DataParallel() makes garbages

Hi, I’m working on very-large dataset, which has 600,000,000 data points.
Perhaps because of the data size, garbage collection (gc.collect()) takes long time - about 10s. It made my training far slower.

I profiled my code and found that the DataParalell() module was causing problem. It is reproduced with very simple code:

model = SimpleCNN()
model = torch.nn.DataParallel(model).cuda()

def train(epoch):
    model.train()
    cc = 0
    for batch_idx, (data, target) in enumerate(train_loader):
        data, target = data.cuda(), target.cuda()
        data, target = Variable(data), Variable(target)
        optimizer.zero_grad()
        output = model(data)
        loss = criterion(output, target)
        loss.backward()
        optimizer.step()
        if batch_idx % 100 == 0:
            print('Train Epoch: {} [{}/{} ({:.0f}%)]\tLoss: {:.6f}'.format(
                epoch, batch_idx * len(data), len(train_loader.dataset), 
                100. * batch_idx / len(train_loader), loss.data[0]))
        
        collected = gc.collect()
        cc += collected
        print "collected", collected
        
    print "collected", cc

train(0)

Results:

Train Epoch: 0 [0/60000 (0%)]	Loss: 2.306420
collected 125
collected 118
collected 118
collected 118
collected 118
collected 118

...

But the number of collected garbages went to zero with removing DataParallel() module:

model = SimpleCNN()
# model = torch.nn.DataParallel(model)
model = model.cuda()

train(0)

Results:

Train Epoch: 0 [0/60000 (0%)]	Loss: 2.307985
collected 56
collected 0
collected 0
collected 0
collected 0
collected 0
collected 0

...

I want to remove garbages in DataParallel. It will make my training faster.
How can I solve this problem?

why do you even need to gc.collect? manually calling it each layer will slow things down rather than increase performance.

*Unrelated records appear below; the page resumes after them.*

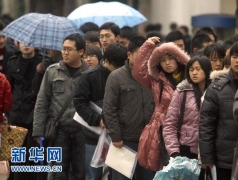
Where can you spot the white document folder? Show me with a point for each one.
(80, 120)
(123, 160)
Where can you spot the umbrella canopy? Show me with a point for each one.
(214, 20)
(101, 12)
(41, 30)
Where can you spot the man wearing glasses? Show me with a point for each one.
(108, 33)
(57, 85)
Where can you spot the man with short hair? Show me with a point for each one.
(21, 70)
(6, 51)
(199, 43)
(126, 33)
(109, 33)
(92, 88)
(217, 127)
(58, 83)
(127, 108)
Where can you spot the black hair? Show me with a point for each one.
(89, 26)
(2, 25)
(78, 39)
(216, 48)
(92, 36)
(206, 66)
(173, 36)
(206, 30)
(111, 26)
(135, 43)
(234, 49)
(198, 40)
(173, 26)
(227, 60)
(93, 50)
(127, 32)
(185, 28)
(228, 43)
(116, 54)
(155, 33)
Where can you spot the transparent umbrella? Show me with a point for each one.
(45, 31)
(101, 12)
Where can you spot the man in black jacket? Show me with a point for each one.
(92, 88)
(218, 128)
(127, 108)
(21, 70)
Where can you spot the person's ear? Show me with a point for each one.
(195, 50)
(81, 52)
(117, 38)
(129, 54)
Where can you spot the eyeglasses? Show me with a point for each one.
(106, 36)
(68, 50)
(89, 56)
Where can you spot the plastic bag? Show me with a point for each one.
(179, 168)
(4, 168)
(101, 150)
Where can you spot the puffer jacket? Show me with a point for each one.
(189, 128)
(145, 71)
(5, 96)
(217, 127)
(127, 106)
(56, 87)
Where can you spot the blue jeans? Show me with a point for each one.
(140, 172)
(91, 172)
(73, 153)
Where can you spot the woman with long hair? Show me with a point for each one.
(197, 80)
(161, 69)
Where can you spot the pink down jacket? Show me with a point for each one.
(189, 128)
(145, 71)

I called gc.collect manually just for testing and for clarifying the problem. Original code does not call gc.collect manually.

The important thing is that garbage is created. Even if gc.collect is not called manually, because garbage continues to be created, gc.collect is called periodically (perhaps when memory is insufficient), which makes training slow down.